Thursday, February 10, 2005

Big Tradeskilling Changes

Along with many other changes, these notes showed up on the test servers today:



  • Four new crafting abilities have been discovered: apothecary, weaving, timbercraft, and geomancy. These skills allow all artisans to refine the materials and components needed to make final products. New recipe books can be found on merchants or scattered throughout Norrath which teach you how to use these skills. Artisans automatically gain 5 points per level in these skills.

  • New events and reaction arts have been created for apothecary, weaving, timbercraft, and geomancy. Reaction arts for these skills are based on thaumaturgy, binding, woodcraft, and geocraft. These skills increase through use. The higher your skill level, the better your chances of creating higher-quality items.
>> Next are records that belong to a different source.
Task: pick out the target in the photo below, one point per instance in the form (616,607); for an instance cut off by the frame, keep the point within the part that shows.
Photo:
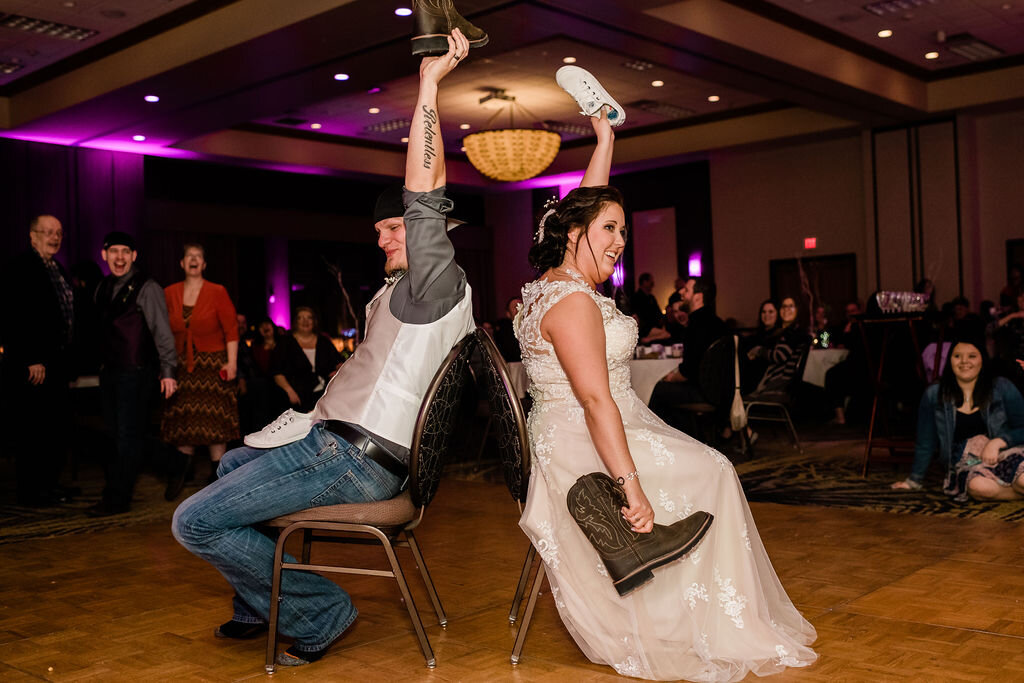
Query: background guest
(757,346)
(678,287)
(785,353)
(966,324)
(137,355)
(644,305)
(304,361)
(204,412)
(702,329)
(38,328)
(505,339)
(968,418)
(263,398)
(1009,343)
(675,322)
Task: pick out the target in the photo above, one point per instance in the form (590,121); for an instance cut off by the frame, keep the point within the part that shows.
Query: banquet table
(819,361)
(644,374)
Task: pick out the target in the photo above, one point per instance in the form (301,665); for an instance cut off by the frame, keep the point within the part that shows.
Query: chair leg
(307,544)
(521,587)
(431,591)
(793,430)
(520,636)
(483,443)
(399,575)
(271,634)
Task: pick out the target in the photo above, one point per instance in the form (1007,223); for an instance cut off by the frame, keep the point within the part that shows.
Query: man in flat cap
(137,351)
(354,446)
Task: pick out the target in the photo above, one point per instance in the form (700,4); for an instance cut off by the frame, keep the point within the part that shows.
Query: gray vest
(382,384)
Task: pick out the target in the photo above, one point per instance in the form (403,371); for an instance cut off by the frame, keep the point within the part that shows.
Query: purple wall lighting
(619,274)
(279,301)
(694,267)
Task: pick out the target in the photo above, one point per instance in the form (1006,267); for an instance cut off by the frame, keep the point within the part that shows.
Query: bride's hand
(639,513)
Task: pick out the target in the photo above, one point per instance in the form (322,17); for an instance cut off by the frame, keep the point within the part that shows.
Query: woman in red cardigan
(204,411)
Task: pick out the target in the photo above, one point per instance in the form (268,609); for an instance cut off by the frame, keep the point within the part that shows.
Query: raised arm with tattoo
(425,161)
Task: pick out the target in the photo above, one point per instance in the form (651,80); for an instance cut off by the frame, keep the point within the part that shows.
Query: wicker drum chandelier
(511,154)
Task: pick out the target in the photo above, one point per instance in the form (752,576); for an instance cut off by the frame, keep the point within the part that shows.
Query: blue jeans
(257,484)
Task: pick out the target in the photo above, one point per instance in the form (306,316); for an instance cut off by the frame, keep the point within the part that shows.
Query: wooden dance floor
(893,597)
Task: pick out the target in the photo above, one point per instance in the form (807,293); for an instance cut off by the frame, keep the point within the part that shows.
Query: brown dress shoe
(433,20)
(595,502)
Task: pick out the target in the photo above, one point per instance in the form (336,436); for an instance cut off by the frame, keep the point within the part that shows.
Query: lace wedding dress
(715,614)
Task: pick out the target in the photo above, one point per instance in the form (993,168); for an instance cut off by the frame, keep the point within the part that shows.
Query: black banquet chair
(388,522)
(508,420)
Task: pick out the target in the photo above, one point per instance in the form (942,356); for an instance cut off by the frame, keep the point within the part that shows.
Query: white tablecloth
(819,361)
(644,375)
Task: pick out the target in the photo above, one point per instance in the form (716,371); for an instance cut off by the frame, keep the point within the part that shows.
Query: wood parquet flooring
(893,597)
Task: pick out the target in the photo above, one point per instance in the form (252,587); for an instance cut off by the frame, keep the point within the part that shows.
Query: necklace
(394,276)
(572,273)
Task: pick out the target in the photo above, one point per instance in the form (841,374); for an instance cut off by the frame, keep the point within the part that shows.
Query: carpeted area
(827,473)
(20,523)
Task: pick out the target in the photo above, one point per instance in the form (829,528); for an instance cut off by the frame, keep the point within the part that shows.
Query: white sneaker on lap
(589,94)
(290,426)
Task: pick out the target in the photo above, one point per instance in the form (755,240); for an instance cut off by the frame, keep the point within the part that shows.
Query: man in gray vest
(137,347)
(357,446)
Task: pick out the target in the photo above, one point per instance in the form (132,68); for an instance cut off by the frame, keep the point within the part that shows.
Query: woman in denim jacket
(976,422)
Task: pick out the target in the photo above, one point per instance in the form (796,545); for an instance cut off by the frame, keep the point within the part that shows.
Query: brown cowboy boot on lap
(436,18)
(595,501)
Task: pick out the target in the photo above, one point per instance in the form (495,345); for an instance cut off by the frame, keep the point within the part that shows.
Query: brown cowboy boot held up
(595,501)
(433,20)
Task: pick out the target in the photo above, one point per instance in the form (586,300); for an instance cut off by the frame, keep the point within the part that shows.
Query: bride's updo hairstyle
(579,209)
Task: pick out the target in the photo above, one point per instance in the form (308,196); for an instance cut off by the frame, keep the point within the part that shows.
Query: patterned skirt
(204,410)
(969,465)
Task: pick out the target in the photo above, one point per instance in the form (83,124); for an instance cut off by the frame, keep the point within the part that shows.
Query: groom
(357,449)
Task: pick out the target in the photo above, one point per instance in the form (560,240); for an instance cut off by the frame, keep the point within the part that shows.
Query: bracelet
(629,477)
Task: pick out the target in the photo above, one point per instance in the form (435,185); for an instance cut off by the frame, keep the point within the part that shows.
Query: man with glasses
(37,336)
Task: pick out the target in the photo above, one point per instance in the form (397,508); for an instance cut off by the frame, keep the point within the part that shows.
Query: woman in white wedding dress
(720,611)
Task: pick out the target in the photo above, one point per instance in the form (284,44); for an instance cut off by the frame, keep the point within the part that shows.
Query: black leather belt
(370,449)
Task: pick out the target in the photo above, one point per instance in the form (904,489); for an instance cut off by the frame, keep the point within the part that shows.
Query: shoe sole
(644,573)
(616,116)
(436,45)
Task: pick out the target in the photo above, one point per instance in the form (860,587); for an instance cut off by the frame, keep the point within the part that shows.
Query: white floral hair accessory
(550,205)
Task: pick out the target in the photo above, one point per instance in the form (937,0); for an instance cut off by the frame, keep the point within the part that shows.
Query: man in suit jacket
(38,319)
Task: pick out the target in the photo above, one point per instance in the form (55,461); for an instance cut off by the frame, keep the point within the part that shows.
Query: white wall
(765,202)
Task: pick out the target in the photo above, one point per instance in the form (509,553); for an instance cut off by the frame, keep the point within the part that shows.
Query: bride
(717,613)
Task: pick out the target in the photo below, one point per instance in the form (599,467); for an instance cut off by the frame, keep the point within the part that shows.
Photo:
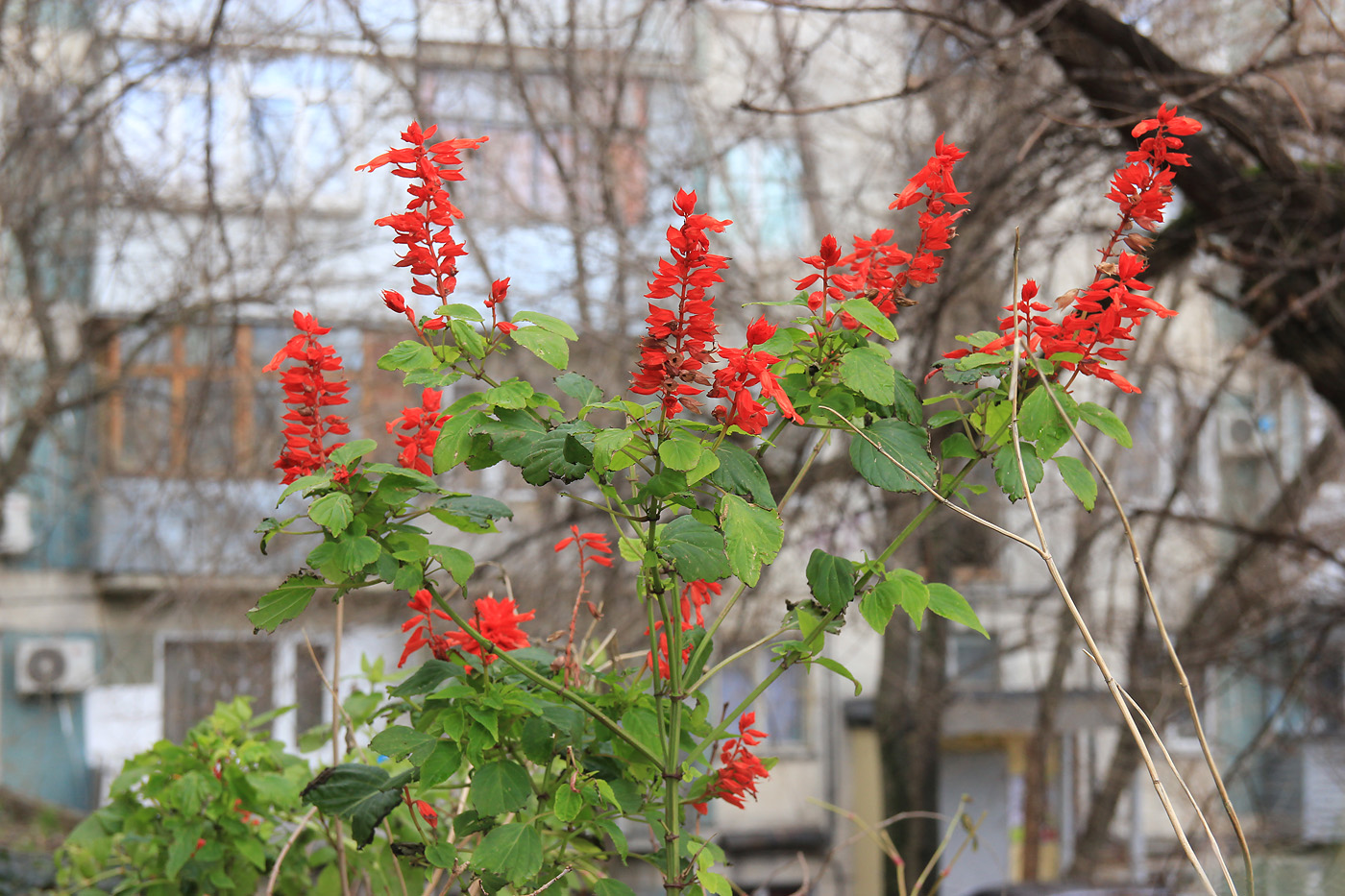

  • All tradeskill recipes now require a new type of fuel at each tier. Fuel cost increases with level.

  • A bug causing certain artisan-related skills to be 5 points too high has been corrected.

  • The Advanced Scholar 15 book has been added to the appropriate loot drops.



  • The biggest and most controversial change is that washes, oils, resins, and tempers (WORT) will no longer be the exclusive province of the alchemist. All classes that need them will be able to make them, using new abilities and reaction arts. This implies that the are different recipes, as well.

    I haven't seen definitive data on this yet, but I'd like to know whether all tradeskillers can make WORTs in the same volumes that alchemists can. I can easily imagine a recipe that only produced in quantities of 2 or 3 at the highest quality tier. So while you can produce your own, the alchemist can do it more cheaply, which gives a reason for trade to occur. I hope that's what happens. If I find out more, I'll post about it. Word is that the changes to interdependence don't affect everything you expect to get from other tradeskillers, just the basic refines. So perhaps everyone who needs lumber can make it. And everyone who needs to refine carbonite can make it. Inks will still be exclusive to alchemists beyond tier 2. I'm not sure where this leaves sages. Will they be able to make paper? I hope so.

    This is fairly disappointing to those like me who recently decided not to become a sage based on the difficulty we saw the sage class would have in leveling. Of course, that also means it was probably a good idea to fix it. I'd love to see some statistics on the numbers of different classes. It seems that alchemists clearly had too much to do.


    Another major change has to do with the new fuel requirements. This seems aimed at a tradeskilling technique known we'll call cancellation. If a combine is stopped before the first progress bar is completed, only the fuel is lost, and no combine is produced. If you are attempting a difficult combine with expensive primary or secondary components, this is an invaluable technique. Whenever you get less than satisfactory results at the beginning of a combine, cancel it and try again. At the moment, this costs 6 copper. So you go for it. It might even make sense to hold out for a complete string of successes in the first tier, cancelling at the first -50 to durability.

    But now the cost of fuel is level dependent. Cancellation just became a lot more expensive. Whether you will do it or not depends on how valuable your primary components are in comparison, and how important it is to get to pristine. If you are making stuff for a secondary slot, where quality doesn't matter, then you probably won't bother. If you are making an item from a rare drop, you most certainly WILL bother, even when you are consuming 3 fuel per try.

    There are a few store-bought components for poisons and essences; the prices on these have been reduced, probably to rebalance the costs of poisons and essences. The message is clear, alchemists should be focusing on making potions, poisons, and essences, not WORT. If they aren't, it's a sign that game design goals are not being met, and adjustment is needed. But nobody likes being the ball being hit by the nerf bat.